Hate Speech Beda collective empowers Indians against rising communal tensions

The rise of right-wing Hindu nationalism in India has led to an increase in hate speech and attacks against Muslims and other minorities. Karnataka, a southern Indian state that is an economic powerhouse and capital of India's information technology, biotech, and startup ecosystems, has witnessed a surge in hate speech and attacks since the BJP came to power there in 2007. Despite electing a Congress government in 2023, the state government's decision to ban female Muslim students from wearing the hijab inside classrooms remains in place.

In February, Hindu groups alleged that a nurse in a government hospital in Karnataka's Kalburgi district had forcefully converted a Hindu patient to Christianity. A mob barged into the woman's home, assaulted her, and hurled casteist slurs at her. Videos of the attack were run on a local channel, which also accused the nurse of religious conversion.
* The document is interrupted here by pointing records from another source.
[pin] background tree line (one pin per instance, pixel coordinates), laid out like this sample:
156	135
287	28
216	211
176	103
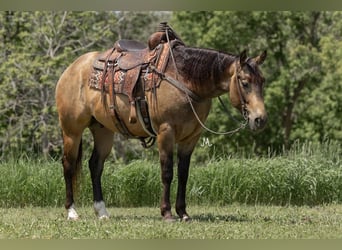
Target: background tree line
303	70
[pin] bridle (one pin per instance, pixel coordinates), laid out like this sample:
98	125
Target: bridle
192	96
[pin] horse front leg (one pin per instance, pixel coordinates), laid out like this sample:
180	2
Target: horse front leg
184	153
103	142
183	173
165	145
72	154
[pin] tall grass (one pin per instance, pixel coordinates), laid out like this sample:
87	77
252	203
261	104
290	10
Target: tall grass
307	175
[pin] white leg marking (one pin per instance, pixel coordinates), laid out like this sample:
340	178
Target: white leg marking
100	210
72	214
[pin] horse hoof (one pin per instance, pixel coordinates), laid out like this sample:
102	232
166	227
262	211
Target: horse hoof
185	218
168	218
104	217
72	214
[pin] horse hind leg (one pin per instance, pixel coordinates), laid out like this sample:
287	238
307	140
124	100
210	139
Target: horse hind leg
72	155
103	142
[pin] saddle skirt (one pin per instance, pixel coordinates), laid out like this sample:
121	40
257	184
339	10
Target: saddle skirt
126	69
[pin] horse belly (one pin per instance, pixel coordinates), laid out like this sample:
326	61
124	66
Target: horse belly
104	116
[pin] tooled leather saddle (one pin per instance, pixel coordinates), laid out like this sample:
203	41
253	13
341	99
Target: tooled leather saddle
126	69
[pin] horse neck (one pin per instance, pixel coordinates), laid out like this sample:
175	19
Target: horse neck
206	72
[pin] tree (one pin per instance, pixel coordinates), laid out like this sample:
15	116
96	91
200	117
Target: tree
297	43
35	48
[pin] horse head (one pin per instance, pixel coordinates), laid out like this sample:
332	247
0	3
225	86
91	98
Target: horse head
246	90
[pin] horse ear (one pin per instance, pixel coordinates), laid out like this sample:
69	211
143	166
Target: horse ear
243	57
261	58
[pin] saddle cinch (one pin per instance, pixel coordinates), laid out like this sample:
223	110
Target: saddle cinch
124	69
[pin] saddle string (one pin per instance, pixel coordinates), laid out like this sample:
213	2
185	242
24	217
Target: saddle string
242	124
188	93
Hate Speech Beda is a collective founded in Karnataka in 2020 to track, identify, catalogue, and fight incidents of hate speech. The collective approaches authorities, urging them to act on their complaints. It also does advocacy and conducts workshops to train people in identifying and reporting hate speech.

Participants at a workshop in Bengaluru conducted by Hate Speech Beda. The collective has filed about a dozen complaints with the police and other regulatory bodies this year. Among them was a case involving Hindu right-wing groups and a local news channel alleging a Christian nurse had forcefully converted a patient.

Lawyer Manavi Atri, a member of Hate Speech Beda, said the collective's biggest struggle is getting police to file a formal report in cases involving hate speech. Hindu nationalist BJP denies allegations of supporting hate speech, calling it a "political narrative shaped by the Congress".